Now Cook got hot. “Don't get sassy with me. We coming here to rescue you. Not the other way 'round. Onion here, the Captain stole her out of slavery. She's like his kin. So you ought not to talk about your Blacksmith hurting this one here, or nobody else. Your Blacksmith won't be drawing air long, fooling with the Captain's plans. He don't want to be on the wrong side of Captain Brown.”
Becky put her head in her hands. “I reckon I don't know what to believe,” she said. “I don't know what to tell the Coachman.”
“Is he the Negro in charge around here?” Cook asked.
“One of 'em. The main one's the Rail Man.”
“Where's he at?”
“Where you think? On the railroad.”
“The underground?”
“No. The real railroad. The B&O. The one that goes chug-chug. I reckon he's in Baltimore or Washington, D.C., today.”
“Perfect! He can hive the bees there. How can I reach him?”
She stood up. “I'll take my leave, now. I done told you too much already, sir. For all's I know, you could be a slave stealer from New Orleans, come up here to steal souls and sell 'em off down river. You can have one of them brooms. It's a gift. Use it to sweep the lies out this place. Watch the lady next door, if you don't want deputies around. She's a nosybody. Mrs. Huffmaster's her name. And she don't like niggers nor slave stealers nor abolitionists.”
As she moved toward the door, I blurted out, “You ought to check with your people. Check with your Rail Man.”
“I ain't checking with nobody. It's a trick.”
“G'wan, then. You'll see. We don't need you, neither.” She showed me her back, but as she moved to the door, there was a coat hook there, and she noticed the beaten shawl that the General gived me in Canada hanging on it. The shawl from Harriet Tubman herself.
“Where'd you get this?” she asked.
“It's a gift,” I said.
“From who?”
“One of the Captain's friends gived it to me. Said it would be useful. I just brung it 'cause . . . I used it to cover some of my things in the wagon.”
“Did you now . . .” she said. She gently took the General's shawl off the coat hook. She held it in the light, then laid it on the table, her brown fingers spreading it wide. She stared carefully at the designs on it. I hadn't paid them no mind.
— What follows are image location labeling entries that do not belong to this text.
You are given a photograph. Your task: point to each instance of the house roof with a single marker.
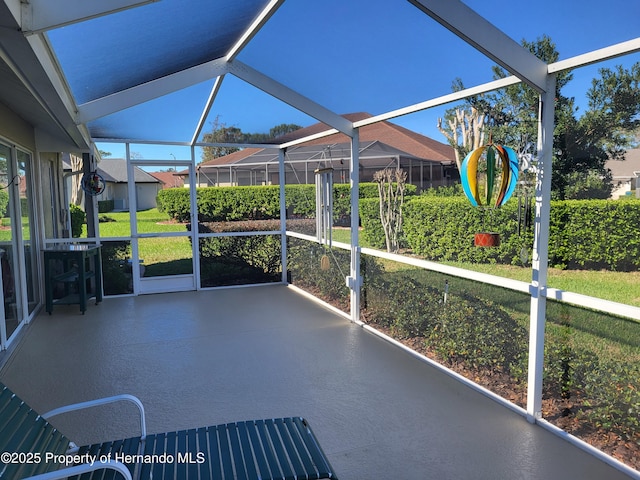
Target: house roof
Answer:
(168, 179)
(383, 140)
(115, 170)
(625, 168)
(373, 154)
(394, 135)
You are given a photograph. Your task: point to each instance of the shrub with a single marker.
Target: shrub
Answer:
(105, 206)
(222, 204)
(78, 218)
(592, 234)
(4, 202)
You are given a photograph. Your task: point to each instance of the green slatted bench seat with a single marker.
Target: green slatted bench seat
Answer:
(283, 448)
It weren't nothing but a crude dog in a box with his feet pointed at all four corners of the box, with his snout nearly touching one of the top corners. Something in that design moved her, and she shook her head.
“I don't believe it. Where'd you meet . . . the person that gived you this?”
“I can't say, for I don't know you, neither.”
“Oh, you can tell her,” Cook said, runny mouth that he was.
But I didn't open my mouth a bit. Miss Becky stared at the shawl, her eyes suddenly bright and full. “If you ain't lying, child, it's a great day. Did the soul who gived you this say anything else?”
“No. Well . . . She did say don't change the time, 'cause she was coming herself. With her people. She did say that. To the Captain. Not me.”
Miss Becky stood silent a minute. You'd a thunk I gived her a million dollars, for it seemed like a spell come over her. The old wrinkles in her face evened out and her lips broke into a small smile. The lines in her forehead seemed to vanish. She picked up the shawl and held it out away from her. “Can I keep this?” she asked.
“If it'll help, all right,” I said.
“It helps,” she said. “It helps a great deal. Oh, the Lord is in the blessing business, ain't He? He done blessed me today.” She got in a hurry then, whipping the shawl onto her shoulders, gathering up her brooms and tossing them in the wheelbarrow, as me and Cook stared.
“Where you going?” Cook said.
Miss Becky paused at the door, grabbed the door handle and held it tight, staring at it as she spoke. The happiness fell off her then, and she was all business again. Serious and straight on. “Wait a few days,” she said. “Just wait. And be quiet. Don't say nothing else to nobody, white or colored. If a colored comes here asking 'bout your Captain, be careful. If they don't mention the Blacksmith or the Rail Man in their first breath, draw your knife on 'em and make it count, for we is all blown. You'll get word soon.”
And with that she opened the door, grabbed her wheelbarrow, and left.